Nestor Carrizo con Tatiana Schapiro en Infobae (Candela Teicheira)
Nestor Carrizo con Tatiana Schapiro en Infobae (Candela Teicheira)

—¿Cómo es cumplir 18 años sin haber sido adoptado? ¿Qué se siente?

—Les pasa a muchos chicos. Y te sentís muy muy mal. Hay algo que todavía no supero. Cuando me mudo al departamento, la cocina daba a la ventana de los vecinos, donde había una familia. Y yo estaba desayunando solo, los veía a ellos... y me largaba a llorar. No podía creer que yo estaba solo y enfrente, había una familia. Hasta el día de hoy sigo pensando que voy a tener una familia.

—Esa es tu ilusión.

—Si.

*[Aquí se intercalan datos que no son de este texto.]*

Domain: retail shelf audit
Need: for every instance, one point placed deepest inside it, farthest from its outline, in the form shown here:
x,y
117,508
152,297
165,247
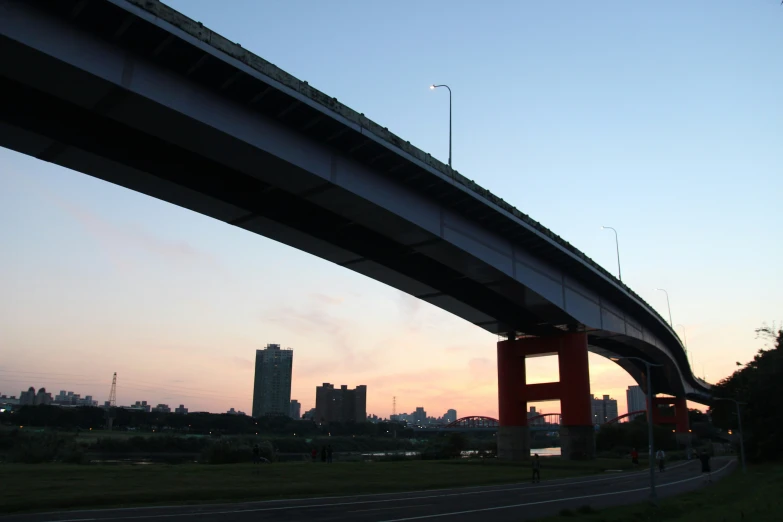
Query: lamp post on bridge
x,y
433,87
649,366
668,305
739,425
617,247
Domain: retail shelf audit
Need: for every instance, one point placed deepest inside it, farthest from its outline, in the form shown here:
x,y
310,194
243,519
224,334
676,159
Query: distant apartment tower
x,y
637,400
31,398
604,409
340,404
272,385
296,409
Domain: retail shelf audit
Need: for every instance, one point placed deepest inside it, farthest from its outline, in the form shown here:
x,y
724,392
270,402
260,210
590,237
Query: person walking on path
x,y
704,457
536,469
660,456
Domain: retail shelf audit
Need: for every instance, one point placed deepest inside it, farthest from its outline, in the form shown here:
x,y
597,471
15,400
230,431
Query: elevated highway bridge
x,y
139,95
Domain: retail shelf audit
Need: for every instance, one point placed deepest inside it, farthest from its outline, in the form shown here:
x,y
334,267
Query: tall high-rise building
x,y
604,409
419,416
296,410
272,386
340,404
637,400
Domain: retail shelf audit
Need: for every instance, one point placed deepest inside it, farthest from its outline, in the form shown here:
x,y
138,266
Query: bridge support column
x,y
573,391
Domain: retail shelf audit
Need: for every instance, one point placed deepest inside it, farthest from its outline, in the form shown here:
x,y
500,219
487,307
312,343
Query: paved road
x,y
511,502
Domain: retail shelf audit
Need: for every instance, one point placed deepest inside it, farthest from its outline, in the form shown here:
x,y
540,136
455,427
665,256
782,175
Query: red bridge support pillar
x,y
573,391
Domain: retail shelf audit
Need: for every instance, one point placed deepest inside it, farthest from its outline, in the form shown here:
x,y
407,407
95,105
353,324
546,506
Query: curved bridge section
x,y
137,94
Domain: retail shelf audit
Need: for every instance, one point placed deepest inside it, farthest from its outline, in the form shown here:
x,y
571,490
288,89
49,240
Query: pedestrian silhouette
x,y
536,468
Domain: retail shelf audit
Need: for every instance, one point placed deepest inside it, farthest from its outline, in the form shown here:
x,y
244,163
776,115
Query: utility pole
x,y
111,403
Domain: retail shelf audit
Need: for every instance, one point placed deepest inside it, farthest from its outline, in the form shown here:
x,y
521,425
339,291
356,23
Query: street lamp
x,y
433,87
739,425
669,306
688,356
649,366
617,246
684,336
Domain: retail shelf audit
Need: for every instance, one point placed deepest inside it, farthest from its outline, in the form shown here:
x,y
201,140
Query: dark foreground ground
x,y
512,502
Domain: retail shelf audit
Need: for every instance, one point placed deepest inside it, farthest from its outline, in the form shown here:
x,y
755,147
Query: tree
x,y
758,384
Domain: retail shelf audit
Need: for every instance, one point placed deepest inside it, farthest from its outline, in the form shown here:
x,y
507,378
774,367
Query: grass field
x,y
755,497
60,486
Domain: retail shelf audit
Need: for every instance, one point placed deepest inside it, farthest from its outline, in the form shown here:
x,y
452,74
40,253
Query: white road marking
x,y
522,486
469,511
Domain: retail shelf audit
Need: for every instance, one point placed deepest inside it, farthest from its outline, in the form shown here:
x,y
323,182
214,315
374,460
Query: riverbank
x,y
44,487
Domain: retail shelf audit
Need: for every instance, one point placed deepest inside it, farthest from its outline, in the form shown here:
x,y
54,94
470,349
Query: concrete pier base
x,y
513,443
577,442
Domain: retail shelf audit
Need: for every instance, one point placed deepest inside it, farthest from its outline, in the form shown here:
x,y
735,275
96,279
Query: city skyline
x,y
674,145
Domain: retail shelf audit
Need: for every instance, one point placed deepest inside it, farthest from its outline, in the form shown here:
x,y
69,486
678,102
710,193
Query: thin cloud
x,y
114,238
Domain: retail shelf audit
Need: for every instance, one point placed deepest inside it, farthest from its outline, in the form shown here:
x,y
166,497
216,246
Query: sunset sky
x,y
660,119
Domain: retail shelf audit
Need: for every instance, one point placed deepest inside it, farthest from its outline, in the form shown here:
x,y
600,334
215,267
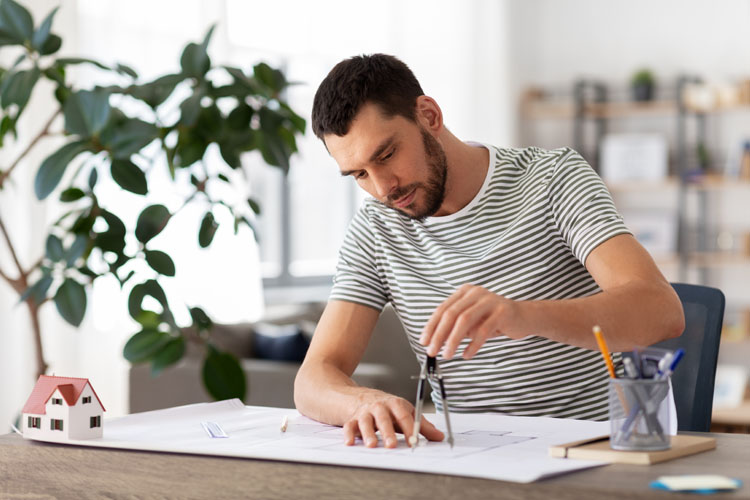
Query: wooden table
x,y
30,470
736,419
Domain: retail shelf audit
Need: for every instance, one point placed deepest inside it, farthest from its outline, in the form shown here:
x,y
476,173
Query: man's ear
x,y
429,114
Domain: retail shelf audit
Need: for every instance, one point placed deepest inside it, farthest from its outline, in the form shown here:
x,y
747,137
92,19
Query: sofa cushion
x,y
279,342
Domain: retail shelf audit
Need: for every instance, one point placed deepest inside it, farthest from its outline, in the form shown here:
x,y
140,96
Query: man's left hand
x,y
471,312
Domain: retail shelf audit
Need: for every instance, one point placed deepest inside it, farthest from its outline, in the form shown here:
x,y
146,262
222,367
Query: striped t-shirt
x,y
525,236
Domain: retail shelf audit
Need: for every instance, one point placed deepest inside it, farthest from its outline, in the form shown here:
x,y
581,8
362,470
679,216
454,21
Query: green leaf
x,y
144,344
77,249
54,248
83,224
42,33
7,124
190,148
125,136
149,319
16,22
223,375
156,92
169,354
160,262
190,108
150,288
129,177
201,321
86,112
239,118
93,176
17,87
207,230
151,222
65,61
71,194
70,300
126,70
52,169
51,46
113,239
254,206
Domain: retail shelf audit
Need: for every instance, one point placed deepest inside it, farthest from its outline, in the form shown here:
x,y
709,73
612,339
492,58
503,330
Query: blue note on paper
x,y
213,430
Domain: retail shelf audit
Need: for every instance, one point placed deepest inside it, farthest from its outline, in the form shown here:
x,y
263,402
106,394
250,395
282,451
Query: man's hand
x,y
388,414
471,312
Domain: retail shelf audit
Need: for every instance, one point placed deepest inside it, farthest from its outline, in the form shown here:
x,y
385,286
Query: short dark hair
x,y
377,78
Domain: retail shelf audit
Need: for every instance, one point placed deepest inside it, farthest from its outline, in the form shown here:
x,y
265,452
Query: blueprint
x,y
486,445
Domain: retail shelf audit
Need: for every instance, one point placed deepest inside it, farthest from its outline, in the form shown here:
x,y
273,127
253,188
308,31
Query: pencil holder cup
x,y
639,414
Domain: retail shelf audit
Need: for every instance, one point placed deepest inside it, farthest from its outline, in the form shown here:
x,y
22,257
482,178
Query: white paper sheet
x,y
486,446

Lo trabajo mucho con mi psicóloga. Tengo muchas mamás por toda La Rioja, soy muy querido por esas mujeres. Siempre me dicen que me quieren como a un hijo. Cuando me presentan, dicen: “Es como un hijo” o “Es mi hijo de corazón”. Pero nadie, nadie, dice: “Néstor es mi hijo”. Ese es el sueño que tengo: que alguien diga que soy su hijo. O que soy de su familia. Sigo teniendo esa fantasía de que alguien venga ahora, con mis 20 años, o después, cuando tenga 30, y diga: “Néstor es mi hijo”.

—¿Estás preparado para que alguien hoy, con 20 años, te quiera adoptar?

—Tengo esa ilusión. En mis oraciones, le digo a mi viejo: “Tenés grandes planes para mí. Sé que en algún momento me vas a conseguir mi familia”. Y yo voy a crear mi familia. Y voy a cuidar y a contener a mis hijos, dándole dos cosas fundamentales: cariño y límites.